11 Nov 2014 by trvrb

Marta Łuksza, Michael Lässig and I have done an analysis of Ebola virus evolution using the recently published Gire et al. dataset of 78 full genomes. We've put the manuscript up on the arXiv.

The Gire et al. paper examines Ebola sequences from Sierra Leone during May and June identifying 55 new mutations that have occurred during the West African outbreak. Most of these mutations are shared by just one or a small handful of cases, but there is a particular mutation at genomic site 10218 that first appears at the beginning of June that distinguishes two major clades of virus (shown in blue and red below).

Previous phylodynamic studies have developed general methodologies to estimate epidemic growth rates from sequence data. Here, we developed a novel approach to look for differences in epidemic growth rate across genetic clades. We use this method to compare growth rates in clade 2 and clade 3 viruses, finding a significantly higher growth rate in clade 3 viruses. This suggests that clade 3 viruses spread more rapidly than clade 2 viruses during the May/June study period.

This result could be explained in two fashions, either the mutation at site 10218 has functional and evolutionary consequences that aid the spread of the virus or this mutation represents a neutral marker and the difference in growth rates is entirely due to epidemiological circumstance. In the former case, we expect natural selection to favor a virus that transmits more readily or a virus that has a longer duration of infection, perhaps due to attenuation (a common occurence in the process of host adaptation). In the latter case, we might expect that clade 3 viruses happened to arise in a more favorable local environment or underwent a superspreading event that rapidly boosted the number of infections. Either of these scenarios demands more detailed follow-up.

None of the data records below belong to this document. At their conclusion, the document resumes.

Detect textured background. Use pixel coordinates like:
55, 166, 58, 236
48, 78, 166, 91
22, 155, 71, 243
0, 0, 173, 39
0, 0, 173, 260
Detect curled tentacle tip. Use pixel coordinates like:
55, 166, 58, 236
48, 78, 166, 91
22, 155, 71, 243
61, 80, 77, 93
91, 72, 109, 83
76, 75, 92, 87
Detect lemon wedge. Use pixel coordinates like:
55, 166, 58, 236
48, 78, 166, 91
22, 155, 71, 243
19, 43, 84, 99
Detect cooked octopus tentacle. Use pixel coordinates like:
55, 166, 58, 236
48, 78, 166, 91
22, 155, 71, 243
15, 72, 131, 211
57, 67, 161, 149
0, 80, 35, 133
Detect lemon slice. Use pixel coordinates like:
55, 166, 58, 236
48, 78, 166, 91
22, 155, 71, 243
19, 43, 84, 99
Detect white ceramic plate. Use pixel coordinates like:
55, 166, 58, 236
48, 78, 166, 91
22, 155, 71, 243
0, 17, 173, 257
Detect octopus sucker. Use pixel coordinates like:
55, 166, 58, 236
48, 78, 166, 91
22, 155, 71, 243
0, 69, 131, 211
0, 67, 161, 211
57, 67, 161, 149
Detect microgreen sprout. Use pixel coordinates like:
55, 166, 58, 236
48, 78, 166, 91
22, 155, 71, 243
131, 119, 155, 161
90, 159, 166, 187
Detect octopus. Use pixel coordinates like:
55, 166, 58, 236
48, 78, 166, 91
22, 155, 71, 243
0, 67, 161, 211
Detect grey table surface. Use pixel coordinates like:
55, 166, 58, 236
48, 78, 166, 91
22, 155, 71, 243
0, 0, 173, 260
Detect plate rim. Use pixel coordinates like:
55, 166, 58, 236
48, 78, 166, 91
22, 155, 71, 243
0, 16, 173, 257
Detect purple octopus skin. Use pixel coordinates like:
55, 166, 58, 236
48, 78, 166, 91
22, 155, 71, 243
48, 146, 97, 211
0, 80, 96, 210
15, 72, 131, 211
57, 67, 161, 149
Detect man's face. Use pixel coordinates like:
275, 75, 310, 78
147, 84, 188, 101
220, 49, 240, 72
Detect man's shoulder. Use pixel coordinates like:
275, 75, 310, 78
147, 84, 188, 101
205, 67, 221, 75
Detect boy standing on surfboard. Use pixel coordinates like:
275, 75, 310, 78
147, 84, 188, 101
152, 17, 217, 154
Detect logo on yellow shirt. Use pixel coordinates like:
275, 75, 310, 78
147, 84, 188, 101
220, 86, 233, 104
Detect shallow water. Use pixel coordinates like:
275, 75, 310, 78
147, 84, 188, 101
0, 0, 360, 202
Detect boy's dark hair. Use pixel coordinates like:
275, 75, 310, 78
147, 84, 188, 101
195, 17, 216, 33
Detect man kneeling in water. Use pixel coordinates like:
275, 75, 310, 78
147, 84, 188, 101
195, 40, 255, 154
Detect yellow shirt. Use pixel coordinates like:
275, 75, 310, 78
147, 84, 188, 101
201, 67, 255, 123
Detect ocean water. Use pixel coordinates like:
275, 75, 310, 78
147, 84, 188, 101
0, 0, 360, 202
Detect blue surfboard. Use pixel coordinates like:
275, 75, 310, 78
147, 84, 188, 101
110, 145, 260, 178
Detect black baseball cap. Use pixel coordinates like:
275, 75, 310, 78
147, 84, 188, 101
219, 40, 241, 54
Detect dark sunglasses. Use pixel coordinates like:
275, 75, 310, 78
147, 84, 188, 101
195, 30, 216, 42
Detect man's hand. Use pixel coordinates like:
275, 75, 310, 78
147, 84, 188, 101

However, we would predict that if the mutation at site 10218 has adaptive significance then the observed difference in growth rate will be sustained, while if it is epidemiologically driven, then the observed difference will be transient. The mutation at site 10218 is now an event that occurred 5 months ago; either clade 3 has continued to take over or it has not. Sequence data from more recent infections would immediately tell us which scenario took place.

In general, I would hope that this methodology could be used to search for novel adaptive variants in near real-time as sequence data is released.